Öncelikle iş stresine neden olan bireysel faktörlere bakıldığında aile yaşamı, kişilik özellikleri ve ekonomik faktörlerin ön plana çıktığı görülmektedir. Çalışma yaşamında karşılaştıkları stresi tetikleyen çalışanlarda bir olgu da finansal problemlerdir. Kişinin çalışma hayatına yönelik olarak yaşadığı rol belirsizlikleri de örgüt rollerinden kaynaklanan bir stres kaynağıdır. Çalışanın iş yaşamına yönelik olarak yetkilerinin neler olduğunu veya olmadığını bilmemesi, yaptığı işle ilgili olarak ulaşması gereken hedeflerin net ve belirgin olmaması, etkili zaman yönetimini gerçekleştirip gerçekleştiremediği konusundaki tereddütleri, işinin sorumluluklarının ve kendisinden beklenilenlerin neler olduğunu bilmemesi, görevinin nelerden ibaret olduğunu bilmemesi sonucunda ortaya çıkan örgüt tarafından biçilen kişilik özelliğine rol belirsizliğidir.
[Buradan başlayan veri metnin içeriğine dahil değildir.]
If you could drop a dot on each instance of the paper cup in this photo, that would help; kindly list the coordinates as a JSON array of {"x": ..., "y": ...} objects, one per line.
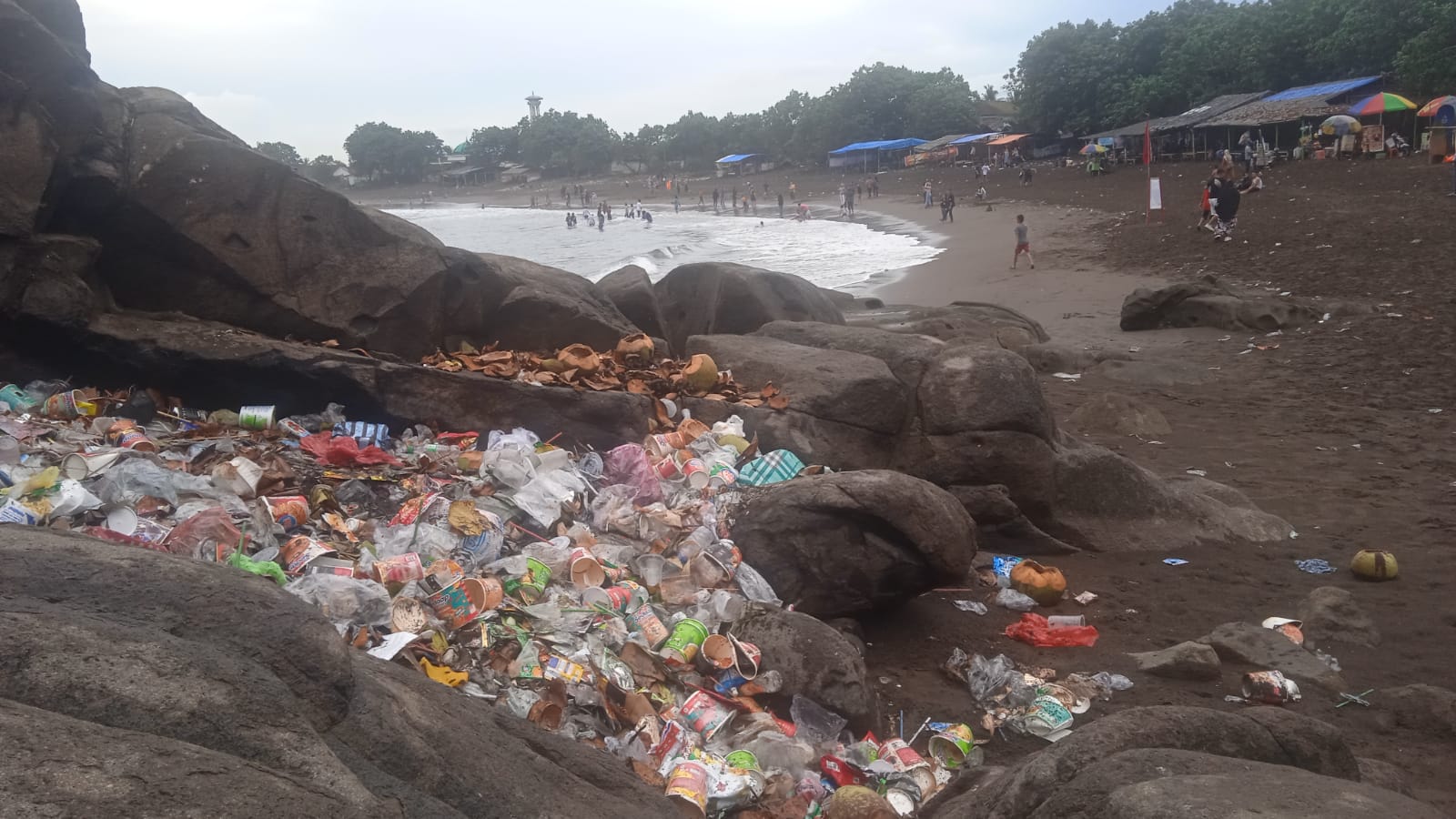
[
  {"x": 257, "y": 417},
  {"x": 718, "y": 652},
  {"x": 586, "y": 571}
]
Lazarus’un Modeline Göre Stres Yaşadığınızda, stresle başa çıkmak için, Şu 3 Sorunun Cevabını Arayabilirsiniz.
- 1)Şu an ne oluyor? (Bu bir olay ya da bir düşünce, duygu, dürtü olabilir)
- 2)Bu olan benim için tehlikeli mi?
- 3)Peki bununla başa çıkabilir miyim?
Birinci soruda kişi olayı kendi algılayışına göre ele almalıdır.
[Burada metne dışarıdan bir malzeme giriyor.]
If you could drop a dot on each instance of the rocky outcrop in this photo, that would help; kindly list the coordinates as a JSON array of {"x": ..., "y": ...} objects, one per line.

İkinci soruda bu olayın kendisi için tehlikeli olup olmadığını değerlendirmelidir.
Üçüncü soruda ise tehlike söz konusu ise başa çıkmak için sahip olduğu kaynakları düşünüp değerlendirmelidir.
İşini çok sevmek, aşırı sorumluluk duygusu, bulunduğu konumu sağlamlaştırmak, kendini ispat etmek gibi birçok sebeplerden dolayı uzun süreli çalışma ya da zamanın iyi kullanılamaması yorgunluk, tükenmişlik hissi, depresif olumsuz duygular gibi sorunlar oluşturabilir. Çalışan kişi stresle başa çıkmak için zaman yönetimini öğrenmelidir. Çözüm odaklı sorunlara karşı yaklaşmalıdır. Uyku düzenini oluşturmalıdır. Yeterince uyumuş ve dinlenmiş birey, yaşadığı stresle daha etkili bir biçimde başa çıkabilir. Kişinin kendisini etkin ve iyi hissetmek için ne kadar uykuya gereksinimi varsa, o kadar uyumalıdır. Kötü beslenme alışkanlıkları ise sempatik sinir sistemine bağlı stres tepkilerini doğrudan uyararak veya yorgunluğu ve sinirsel duyarlılığı artırarak stres oluşumuna neden olur. Düzenli egzersiz spor yapmak bedensel sağlığını dikkate almalıdır. Anksiyete, depresyon kaynaklı ruhsal durumlarda düşüncelerin, endişelerin, duyguların paylaşılması çok önemli bir adımdır, mutlaka uzman desteği alınmalıdır.